Humanities Building 110

Instructor: Professor Robert Yagelski (http://www.albany.edu/~rpy95/index.html)
Office: Humanities 140 (Writing Center)
Telephone: 518-442-4064
Email: rpy95@cnsvax.albany.edu
Office Hours: TW 1:00 - 2:00, and by appointment
English Department: 518-442-4055


Course Description

English 521 is a course that ostensibly introduces you to the area or "field" of English Studies usually referred to as Rhetoric and Composition or Composition Studies. Accordingly, part of the agenda of this course is to encourage you to define what "Composition" is (not a straightforward task) and to examine your own participation in that field as a teacher, scholar, researcher, and writer; similarly, the course is intended to provide you with ways of participating in that field. Through varied readings and in-class activities, the course will explore some of the important issues, problems, discourses, activities, and questions around which the field has organized itself. This project of defining the field inevitably begins with questions about the nature of writing (and rhetoric) and writing instruction; it will lead as well to questions about the purposes of literacy education and the role of writing in students' lives. Ultimately, however, this course is about the teaching of literacy at all levels and the myriad ways in which the teaching of writing is understood and enacted.

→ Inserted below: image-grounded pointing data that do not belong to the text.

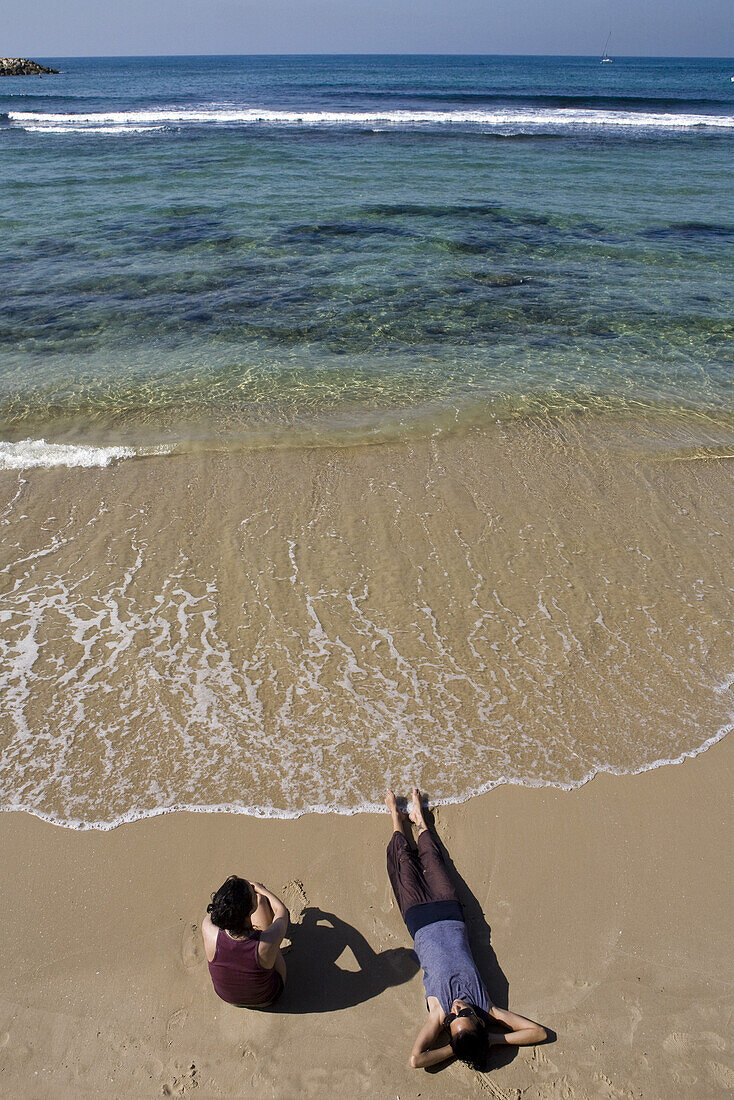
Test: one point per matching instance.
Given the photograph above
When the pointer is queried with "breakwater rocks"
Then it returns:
(21, 66)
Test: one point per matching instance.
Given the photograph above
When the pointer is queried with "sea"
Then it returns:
(364, 420)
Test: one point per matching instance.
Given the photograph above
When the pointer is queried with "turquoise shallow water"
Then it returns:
(238, 250)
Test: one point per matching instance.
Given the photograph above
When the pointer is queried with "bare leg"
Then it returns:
(416, 812)
(397, 815)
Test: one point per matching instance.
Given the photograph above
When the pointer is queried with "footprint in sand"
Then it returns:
(178, 1086)
(294, 895)
(176, 1020)
(192, 948)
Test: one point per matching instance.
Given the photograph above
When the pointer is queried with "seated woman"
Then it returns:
(242, 934)
(459, 1008)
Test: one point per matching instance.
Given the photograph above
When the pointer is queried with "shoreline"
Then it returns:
(260, 813)
(601, 912)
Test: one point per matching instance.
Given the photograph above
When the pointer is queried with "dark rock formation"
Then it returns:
(21, 66)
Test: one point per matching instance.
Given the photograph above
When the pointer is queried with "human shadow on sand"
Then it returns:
(331, 966)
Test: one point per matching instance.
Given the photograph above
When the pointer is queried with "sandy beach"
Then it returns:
(602, 912)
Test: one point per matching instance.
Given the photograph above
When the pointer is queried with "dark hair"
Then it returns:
(470, 1044)
(231, 905)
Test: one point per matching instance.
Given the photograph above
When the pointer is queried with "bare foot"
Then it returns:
(415, 812)
(396, 813)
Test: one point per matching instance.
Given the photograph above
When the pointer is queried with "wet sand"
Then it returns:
(276, 630)
(609, 909)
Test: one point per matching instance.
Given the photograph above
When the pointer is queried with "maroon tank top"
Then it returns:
(238, 975)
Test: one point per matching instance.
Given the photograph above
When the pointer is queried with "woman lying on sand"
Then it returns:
(242, 934)
(459, 1008)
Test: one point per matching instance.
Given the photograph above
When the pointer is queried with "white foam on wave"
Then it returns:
(269, 813)
(66, 129)
(33, 453)
(534, 120)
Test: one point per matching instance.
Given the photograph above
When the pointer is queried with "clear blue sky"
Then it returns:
(66, 28)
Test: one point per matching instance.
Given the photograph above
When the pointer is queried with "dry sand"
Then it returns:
(610, 912)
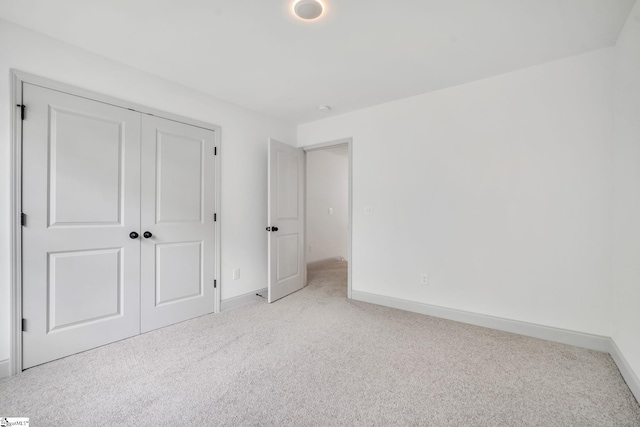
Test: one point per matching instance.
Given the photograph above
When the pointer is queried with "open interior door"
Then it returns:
(286, 220)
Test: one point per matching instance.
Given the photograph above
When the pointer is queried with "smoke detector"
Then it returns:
(308, 9)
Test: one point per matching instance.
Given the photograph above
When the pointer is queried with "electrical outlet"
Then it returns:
(424, 278)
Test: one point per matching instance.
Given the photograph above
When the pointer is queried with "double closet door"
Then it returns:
(119, 237)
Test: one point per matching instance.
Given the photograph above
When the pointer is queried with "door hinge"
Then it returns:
(22, 108)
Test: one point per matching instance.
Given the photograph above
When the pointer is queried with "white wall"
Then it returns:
(626, 243)
(500, 189)
(327, 187)
(244, 148)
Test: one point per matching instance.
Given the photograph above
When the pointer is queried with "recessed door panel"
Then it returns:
(81, 197)
(180, 178)
(286, 220)
(84, 287)
(287, 247)
(287, 199)
(178, 206)
(178, 272)
(90, 147)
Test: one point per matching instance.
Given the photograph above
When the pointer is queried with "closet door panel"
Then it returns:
(178, 205)
(81, 197)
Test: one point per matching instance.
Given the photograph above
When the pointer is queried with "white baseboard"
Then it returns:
(563, 336)
(625, 369)
(333, 258)
(5, 368)
(229, 303)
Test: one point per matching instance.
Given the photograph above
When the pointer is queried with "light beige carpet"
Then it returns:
(318, 359)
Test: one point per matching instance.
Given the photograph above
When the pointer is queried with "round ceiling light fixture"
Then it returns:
(308, 9)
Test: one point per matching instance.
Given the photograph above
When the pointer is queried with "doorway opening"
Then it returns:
(328, 216)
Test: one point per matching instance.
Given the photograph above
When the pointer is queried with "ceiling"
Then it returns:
(256, 54)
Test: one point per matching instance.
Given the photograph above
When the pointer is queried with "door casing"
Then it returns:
(348, 142)
(15, 262)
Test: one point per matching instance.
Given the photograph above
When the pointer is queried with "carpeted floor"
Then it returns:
(318, 359)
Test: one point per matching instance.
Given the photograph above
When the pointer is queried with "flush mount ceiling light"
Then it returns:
(308, 9)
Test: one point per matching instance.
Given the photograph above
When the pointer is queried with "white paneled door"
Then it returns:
(119, 233)
(178, 207)
(286, 262)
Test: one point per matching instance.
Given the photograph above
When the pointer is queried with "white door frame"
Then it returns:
(15, 262)
(348, 142)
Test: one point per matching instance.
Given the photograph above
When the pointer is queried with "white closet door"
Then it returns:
(81, 193)
(178, 206)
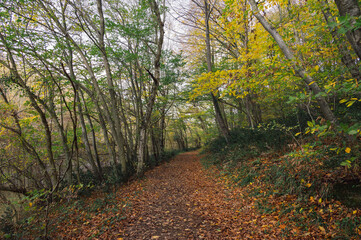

Our agenda thus will focus to a great extent on trying to answer questions about how best (or even whether) to teach writing. (See requirements for details about assignments and course activities.)

Organization of the Course

Although the course requirements and schedule on this web site imply a relatively rigid structure for this course, it is also intended to be flexible enough to address your most pressing questions and respond to the interests that you bring to this course as a writer, student, teacher, and scholar. Accordingly, the course is loosely organized around three main segments, each of which focuses on a broad set of questions related to the nature of writing, the teaching of writing, and the discipline of rhetoric and composition. Within each segment, the assignments and the in-class activities and discussions will (as much as possible) facilitate our exploration of those questions. You will be asked to complete a number of readings, but the design is intended to be flexible enough to include (or exclude) readings based on the questions/issues you most want to explore. Similarly, the writing assignments are intended to enable you to explore those same issues that most concern or interest you. The nature of this structure is such that a great deal will depend upon your input and participation; you are in effect being asked to help build this course. Inevitably, this approach will mean that we will "miss" some aspects of "composition theory" and focus on others. But the advantage is the possibility of a more extensive and focused inquiry on your part into the kinds of questions/issues around which the discipline of Composition and Rhetoric is built.